Stadt Unna bestellt neue Parkscheinautomaten

dzLohnende Investition

Wie sich die Parkgebühren in Unna entwickeln werden, ist weiter offen. Dass es mit dem Kassieren rein technisch funktionieren wird, sollen bald neue Automaten sicherstellen.

Unna

, 25.10.2018, 05:00 Uhr / Lesedauer: 2 min

32 neue Parkschein-Automaten will die Stadt nun bestellen. Mögliche Lieferanten können sich um den Auftrag bewerben. Der Nutzen der Investition liegt vor allem bei der Stadt: Die neuen Apparate werden nichts können, was nicht bereits die heutigen können. Sie sind aber einfach jünger und damit zukunftstauglich. Die alten Apparate hingegen sind viel älter, als sie es hätten werden sollen. Damit wächst für die Stadt das Risiko von Einnahmeausfällen: Wo Autofahrer gar keinen Parkschein lösen können, weil ein Automat außer Betrieb ist, darf man in Unna meist mit der Parkscheibe parken – also gratis.

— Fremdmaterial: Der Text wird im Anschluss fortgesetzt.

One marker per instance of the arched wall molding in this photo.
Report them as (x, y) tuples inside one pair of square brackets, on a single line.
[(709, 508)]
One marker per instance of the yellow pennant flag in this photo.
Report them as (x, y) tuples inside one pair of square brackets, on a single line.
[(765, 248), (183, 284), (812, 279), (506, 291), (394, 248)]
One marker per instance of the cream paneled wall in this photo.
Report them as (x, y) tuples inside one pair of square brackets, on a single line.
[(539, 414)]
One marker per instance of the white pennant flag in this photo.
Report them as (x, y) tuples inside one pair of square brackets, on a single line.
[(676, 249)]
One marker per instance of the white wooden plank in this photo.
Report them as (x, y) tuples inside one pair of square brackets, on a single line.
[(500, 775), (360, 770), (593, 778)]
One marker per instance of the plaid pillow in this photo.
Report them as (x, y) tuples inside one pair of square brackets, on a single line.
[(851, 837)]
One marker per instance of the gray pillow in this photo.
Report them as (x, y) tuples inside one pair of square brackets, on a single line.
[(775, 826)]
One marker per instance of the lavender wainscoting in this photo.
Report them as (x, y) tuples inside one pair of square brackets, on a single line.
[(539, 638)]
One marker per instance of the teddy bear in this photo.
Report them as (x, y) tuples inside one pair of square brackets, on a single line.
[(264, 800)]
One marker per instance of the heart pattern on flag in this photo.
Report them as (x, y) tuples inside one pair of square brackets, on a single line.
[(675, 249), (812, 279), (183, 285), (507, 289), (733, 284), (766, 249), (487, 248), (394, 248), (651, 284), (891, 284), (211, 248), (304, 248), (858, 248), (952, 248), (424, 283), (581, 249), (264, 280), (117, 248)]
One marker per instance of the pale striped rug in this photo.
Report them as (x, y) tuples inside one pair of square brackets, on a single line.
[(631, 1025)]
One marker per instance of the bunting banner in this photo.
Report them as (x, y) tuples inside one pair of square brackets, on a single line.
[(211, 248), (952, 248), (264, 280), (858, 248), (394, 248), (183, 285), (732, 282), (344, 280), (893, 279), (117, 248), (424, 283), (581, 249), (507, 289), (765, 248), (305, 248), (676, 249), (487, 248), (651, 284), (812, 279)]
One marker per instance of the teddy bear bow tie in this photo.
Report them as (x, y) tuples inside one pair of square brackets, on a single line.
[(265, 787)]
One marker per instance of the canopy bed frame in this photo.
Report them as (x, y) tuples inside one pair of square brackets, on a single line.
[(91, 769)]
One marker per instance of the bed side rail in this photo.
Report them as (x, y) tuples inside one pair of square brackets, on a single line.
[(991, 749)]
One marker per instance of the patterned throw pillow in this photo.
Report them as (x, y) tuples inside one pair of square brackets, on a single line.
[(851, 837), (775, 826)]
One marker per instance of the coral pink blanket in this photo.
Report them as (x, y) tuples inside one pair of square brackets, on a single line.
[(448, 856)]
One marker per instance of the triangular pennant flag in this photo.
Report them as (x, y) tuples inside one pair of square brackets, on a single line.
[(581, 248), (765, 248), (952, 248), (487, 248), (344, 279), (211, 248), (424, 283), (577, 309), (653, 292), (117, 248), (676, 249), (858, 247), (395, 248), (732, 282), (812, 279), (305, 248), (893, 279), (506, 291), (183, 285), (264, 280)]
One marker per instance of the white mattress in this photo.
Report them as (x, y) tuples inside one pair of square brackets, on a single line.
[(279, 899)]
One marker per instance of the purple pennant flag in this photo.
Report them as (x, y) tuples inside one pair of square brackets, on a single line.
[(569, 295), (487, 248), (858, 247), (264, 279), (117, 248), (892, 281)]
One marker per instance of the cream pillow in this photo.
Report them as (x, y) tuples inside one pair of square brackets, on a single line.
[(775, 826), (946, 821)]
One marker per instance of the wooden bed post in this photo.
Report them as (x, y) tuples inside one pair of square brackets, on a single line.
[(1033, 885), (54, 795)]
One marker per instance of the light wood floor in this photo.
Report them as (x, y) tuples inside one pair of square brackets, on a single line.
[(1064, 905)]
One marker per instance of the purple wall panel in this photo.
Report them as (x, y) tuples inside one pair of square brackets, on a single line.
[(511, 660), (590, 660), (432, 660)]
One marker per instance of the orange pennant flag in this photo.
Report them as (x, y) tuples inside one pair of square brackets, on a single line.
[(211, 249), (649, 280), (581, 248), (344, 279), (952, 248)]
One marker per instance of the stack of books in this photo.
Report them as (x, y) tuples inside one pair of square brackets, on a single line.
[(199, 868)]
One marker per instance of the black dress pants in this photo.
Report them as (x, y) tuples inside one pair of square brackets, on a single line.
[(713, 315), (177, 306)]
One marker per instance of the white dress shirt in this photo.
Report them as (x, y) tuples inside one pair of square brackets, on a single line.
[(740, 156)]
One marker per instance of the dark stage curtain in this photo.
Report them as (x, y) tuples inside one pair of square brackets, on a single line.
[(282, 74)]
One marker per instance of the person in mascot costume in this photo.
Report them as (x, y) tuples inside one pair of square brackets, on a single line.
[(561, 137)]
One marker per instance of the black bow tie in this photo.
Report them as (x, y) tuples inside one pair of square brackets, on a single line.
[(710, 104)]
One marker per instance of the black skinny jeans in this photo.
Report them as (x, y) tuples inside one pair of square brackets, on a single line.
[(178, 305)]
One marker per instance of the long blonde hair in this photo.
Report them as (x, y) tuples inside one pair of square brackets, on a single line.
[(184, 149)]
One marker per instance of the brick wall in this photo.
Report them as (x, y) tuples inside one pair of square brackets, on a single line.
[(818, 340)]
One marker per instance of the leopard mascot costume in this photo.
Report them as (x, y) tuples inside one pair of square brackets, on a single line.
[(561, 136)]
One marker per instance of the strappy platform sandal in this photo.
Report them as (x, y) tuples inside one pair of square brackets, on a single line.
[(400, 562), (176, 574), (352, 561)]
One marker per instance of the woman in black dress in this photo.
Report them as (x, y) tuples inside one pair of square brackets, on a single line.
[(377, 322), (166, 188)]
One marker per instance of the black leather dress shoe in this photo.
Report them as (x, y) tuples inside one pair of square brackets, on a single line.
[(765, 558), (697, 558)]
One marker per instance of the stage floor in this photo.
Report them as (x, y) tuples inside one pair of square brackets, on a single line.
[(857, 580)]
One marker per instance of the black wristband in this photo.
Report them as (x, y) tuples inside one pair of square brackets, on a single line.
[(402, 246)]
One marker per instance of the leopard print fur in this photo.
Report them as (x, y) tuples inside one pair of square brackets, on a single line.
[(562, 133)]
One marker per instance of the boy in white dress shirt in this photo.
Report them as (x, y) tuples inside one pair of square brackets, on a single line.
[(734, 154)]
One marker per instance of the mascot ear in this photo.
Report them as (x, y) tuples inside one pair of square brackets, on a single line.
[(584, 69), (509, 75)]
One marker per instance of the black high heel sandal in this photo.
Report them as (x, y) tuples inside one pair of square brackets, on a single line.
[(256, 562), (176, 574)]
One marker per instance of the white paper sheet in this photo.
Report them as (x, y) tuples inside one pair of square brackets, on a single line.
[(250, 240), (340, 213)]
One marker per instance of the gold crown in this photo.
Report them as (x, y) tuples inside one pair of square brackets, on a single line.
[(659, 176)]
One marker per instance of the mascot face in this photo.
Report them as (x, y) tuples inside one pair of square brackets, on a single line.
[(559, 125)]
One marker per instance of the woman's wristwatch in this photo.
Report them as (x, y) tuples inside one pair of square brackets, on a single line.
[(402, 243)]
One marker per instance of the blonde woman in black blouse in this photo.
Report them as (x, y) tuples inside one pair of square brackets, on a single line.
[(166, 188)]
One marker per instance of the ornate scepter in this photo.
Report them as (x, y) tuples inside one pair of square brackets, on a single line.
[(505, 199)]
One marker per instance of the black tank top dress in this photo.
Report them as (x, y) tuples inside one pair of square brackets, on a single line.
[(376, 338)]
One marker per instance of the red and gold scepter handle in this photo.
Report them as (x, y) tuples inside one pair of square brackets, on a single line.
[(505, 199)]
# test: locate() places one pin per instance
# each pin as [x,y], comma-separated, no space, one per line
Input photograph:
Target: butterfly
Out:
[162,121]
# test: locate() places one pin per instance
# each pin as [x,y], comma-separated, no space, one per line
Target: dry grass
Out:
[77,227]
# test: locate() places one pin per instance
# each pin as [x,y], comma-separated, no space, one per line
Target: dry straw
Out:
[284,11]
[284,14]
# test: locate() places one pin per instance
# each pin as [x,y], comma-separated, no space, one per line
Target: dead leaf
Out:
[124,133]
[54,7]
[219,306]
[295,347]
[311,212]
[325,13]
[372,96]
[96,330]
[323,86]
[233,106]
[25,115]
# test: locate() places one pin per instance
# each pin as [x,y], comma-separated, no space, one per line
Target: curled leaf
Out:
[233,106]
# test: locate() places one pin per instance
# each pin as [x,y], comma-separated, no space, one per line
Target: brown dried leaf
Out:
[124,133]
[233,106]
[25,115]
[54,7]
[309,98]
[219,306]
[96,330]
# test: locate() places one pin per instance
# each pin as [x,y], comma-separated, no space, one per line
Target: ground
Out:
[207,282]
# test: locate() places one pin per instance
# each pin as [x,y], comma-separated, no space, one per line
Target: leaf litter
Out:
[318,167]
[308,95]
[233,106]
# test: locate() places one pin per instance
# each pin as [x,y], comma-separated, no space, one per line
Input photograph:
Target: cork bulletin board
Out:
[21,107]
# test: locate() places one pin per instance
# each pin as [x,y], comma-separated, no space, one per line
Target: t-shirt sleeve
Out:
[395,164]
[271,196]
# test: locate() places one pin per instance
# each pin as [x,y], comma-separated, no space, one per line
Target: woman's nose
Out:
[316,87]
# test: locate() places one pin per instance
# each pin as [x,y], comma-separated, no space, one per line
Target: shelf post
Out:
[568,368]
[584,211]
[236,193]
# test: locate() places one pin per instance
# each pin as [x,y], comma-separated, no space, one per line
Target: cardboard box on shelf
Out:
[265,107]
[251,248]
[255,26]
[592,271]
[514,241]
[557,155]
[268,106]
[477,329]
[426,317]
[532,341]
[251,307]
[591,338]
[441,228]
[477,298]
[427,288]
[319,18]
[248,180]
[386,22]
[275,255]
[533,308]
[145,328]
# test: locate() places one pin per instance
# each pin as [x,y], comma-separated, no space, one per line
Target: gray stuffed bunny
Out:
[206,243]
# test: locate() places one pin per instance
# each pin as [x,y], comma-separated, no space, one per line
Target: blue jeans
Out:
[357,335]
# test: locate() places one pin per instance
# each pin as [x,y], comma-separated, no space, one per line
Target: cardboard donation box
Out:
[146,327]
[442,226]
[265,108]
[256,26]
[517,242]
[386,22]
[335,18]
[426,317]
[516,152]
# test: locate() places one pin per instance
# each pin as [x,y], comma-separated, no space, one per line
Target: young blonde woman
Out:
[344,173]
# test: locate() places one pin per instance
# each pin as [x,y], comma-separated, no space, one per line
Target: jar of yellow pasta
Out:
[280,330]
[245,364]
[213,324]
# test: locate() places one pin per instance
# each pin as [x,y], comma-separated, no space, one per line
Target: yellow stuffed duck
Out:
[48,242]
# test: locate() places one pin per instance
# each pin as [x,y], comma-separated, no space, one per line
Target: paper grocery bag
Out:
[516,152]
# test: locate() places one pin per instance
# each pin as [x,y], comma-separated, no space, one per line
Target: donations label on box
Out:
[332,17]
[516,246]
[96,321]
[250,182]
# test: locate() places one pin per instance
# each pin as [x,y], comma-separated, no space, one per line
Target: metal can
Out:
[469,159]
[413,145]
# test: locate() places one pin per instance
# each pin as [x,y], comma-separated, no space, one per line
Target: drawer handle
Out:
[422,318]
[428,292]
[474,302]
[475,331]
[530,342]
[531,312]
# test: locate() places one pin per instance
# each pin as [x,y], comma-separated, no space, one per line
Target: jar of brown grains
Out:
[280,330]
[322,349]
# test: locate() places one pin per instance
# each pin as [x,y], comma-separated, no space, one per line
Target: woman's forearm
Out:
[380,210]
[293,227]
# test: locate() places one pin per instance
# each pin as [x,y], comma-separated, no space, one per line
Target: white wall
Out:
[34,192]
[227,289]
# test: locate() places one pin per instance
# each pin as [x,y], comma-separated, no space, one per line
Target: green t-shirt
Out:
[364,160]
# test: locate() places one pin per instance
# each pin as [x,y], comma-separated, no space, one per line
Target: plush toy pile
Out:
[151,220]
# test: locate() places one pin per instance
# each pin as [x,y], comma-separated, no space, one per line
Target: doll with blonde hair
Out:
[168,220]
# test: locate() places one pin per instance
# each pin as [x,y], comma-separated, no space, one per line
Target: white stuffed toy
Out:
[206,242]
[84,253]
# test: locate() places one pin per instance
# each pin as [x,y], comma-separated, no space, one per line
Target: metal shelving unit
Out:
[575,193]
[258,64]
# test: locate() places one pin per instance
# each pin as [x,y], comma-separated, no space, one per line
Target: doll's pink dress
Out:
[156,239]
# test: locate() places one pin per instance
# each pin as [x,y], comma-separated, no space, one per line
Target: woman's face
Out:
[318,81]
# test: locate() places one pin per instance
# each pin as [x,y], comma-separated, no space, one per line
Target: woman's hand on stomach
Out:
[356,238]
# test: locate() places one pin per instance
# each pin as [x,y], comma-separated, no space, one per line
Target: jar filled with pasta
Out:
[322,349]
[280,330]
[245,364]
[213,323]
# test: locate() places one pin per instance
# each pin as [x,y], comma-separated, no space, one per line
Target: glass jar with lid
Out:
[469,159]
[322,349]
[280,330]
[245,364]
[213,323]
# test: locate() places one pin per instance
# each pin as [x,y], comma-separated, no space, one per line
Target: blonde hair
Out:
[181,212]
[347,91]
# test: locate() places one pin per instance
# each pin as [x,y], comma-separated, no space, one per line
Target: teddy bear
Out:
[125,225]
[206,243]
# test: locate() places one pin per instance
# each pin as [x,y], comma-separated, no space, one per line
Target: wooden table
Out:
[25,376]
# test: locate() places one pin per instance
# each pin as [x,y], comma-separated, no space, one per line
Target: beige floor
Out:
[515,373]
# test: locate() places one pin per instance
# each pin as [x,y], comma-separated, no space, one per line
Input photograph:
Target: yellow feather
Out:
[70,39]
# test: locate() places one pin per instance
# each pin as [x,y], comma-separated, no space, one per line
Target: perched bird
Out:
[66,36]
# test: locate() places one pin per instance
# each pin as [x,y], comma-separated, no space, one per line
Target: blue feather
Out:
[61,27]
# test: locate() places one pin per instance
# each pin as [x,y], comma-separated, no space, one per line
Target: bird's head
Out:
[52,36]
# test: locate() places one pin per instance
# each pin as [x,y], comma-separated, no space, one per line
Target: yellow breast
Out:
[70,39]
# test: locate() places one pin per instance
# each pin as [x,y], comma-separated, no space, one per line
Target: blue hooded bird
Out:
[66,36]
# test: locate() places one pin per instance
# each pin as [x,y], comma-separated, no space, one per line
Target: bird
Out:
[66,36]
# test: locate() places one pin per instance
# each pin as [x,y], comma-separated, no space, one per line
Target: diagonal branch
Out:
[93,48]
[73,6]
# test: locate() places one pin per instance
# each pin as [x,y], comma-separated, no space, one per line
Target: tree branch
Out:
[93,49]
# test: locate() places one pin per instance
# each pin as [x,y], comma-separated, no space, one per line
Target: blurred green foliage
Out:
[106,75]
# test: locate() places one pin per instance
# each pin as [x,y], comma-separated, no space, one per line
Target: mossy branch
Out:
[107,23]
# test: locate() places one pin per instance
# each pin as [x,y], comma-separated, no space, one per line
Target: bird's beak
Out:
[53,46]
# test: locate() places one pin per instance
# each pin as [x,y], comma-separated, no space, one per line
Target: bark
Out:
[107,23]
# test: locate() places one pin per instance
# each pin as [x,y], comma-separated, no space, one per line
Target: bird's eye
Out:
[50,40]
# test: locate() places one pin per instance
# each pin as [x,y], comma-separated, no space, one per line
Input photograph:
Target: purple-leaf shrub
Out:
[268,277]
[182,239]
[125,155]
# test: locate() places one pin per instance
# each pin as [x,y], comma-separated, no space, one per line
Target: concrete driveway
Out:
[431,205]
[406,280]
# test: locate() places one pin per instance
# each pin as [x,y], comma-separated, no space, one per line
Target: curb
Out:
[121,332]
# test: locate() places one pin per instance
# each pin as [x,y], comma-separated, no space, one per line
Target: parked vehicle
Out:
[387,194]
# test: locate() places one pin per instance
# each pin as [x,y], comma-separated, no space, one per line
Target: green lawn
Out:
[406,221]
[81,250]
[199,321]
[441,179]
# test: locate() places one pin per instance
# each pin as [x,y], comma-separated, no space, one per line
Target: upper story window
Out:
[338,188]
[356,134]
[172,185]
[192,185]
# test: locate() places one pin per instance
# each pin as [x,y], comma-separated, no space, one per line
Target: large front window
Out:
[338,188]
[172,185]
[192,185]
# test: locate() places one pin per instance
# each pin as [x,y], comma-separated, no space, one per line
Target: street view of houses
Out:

Zwischen 12 und 16 Jahre alt sind die Geräte, mit denen Unna derzeit die „oberirdischen Stellplätze“ für Autos bewirtschaftet. Angenommen worden war eine Haltbarkeit von acht Jahren. „Möglicherweise steckt da ein ordentlicher Sicherheitspuffer drin“, meint Rathaussprecher Christoph Ueberfeld. Auch heute seien die Parkscheinautomaten in Unna vergleichsweise betriebssicher. Aber falls doch einmal ein Gerät ausfallen sollte, könne es angesichts des Alters Schwierigkeiten bei der Ersatzteilversorgung geben.

Dem Autofahrer werden die künftigen Modelle vermutlich keinen Mehrwert bieten: Schon die alten Apparate erlauben eine bargeldlose Zahlung mit der „Geldkarte“. Den Parkschein mit dem Mobiltelefon zu bezahlen, wird in Unna in den kommenden Jahren wohl nicht möglich sein.

Zumindest vage erlaubt die Ausschreibung der neuen Automaten einen Ausblick auf das „Parkraumbewirtschaftungskonzept“, das die Stadt von einem Gutachter erstellen lässt. Die reine Anzahl der Geräte wird sich nicht wesentlich verändern. Nach der Umrüstung wird in Unna nur ein Parkscheinautomat mehr stehen als bislang – vermutlich an der Gerhart-Hauptmann-Straße.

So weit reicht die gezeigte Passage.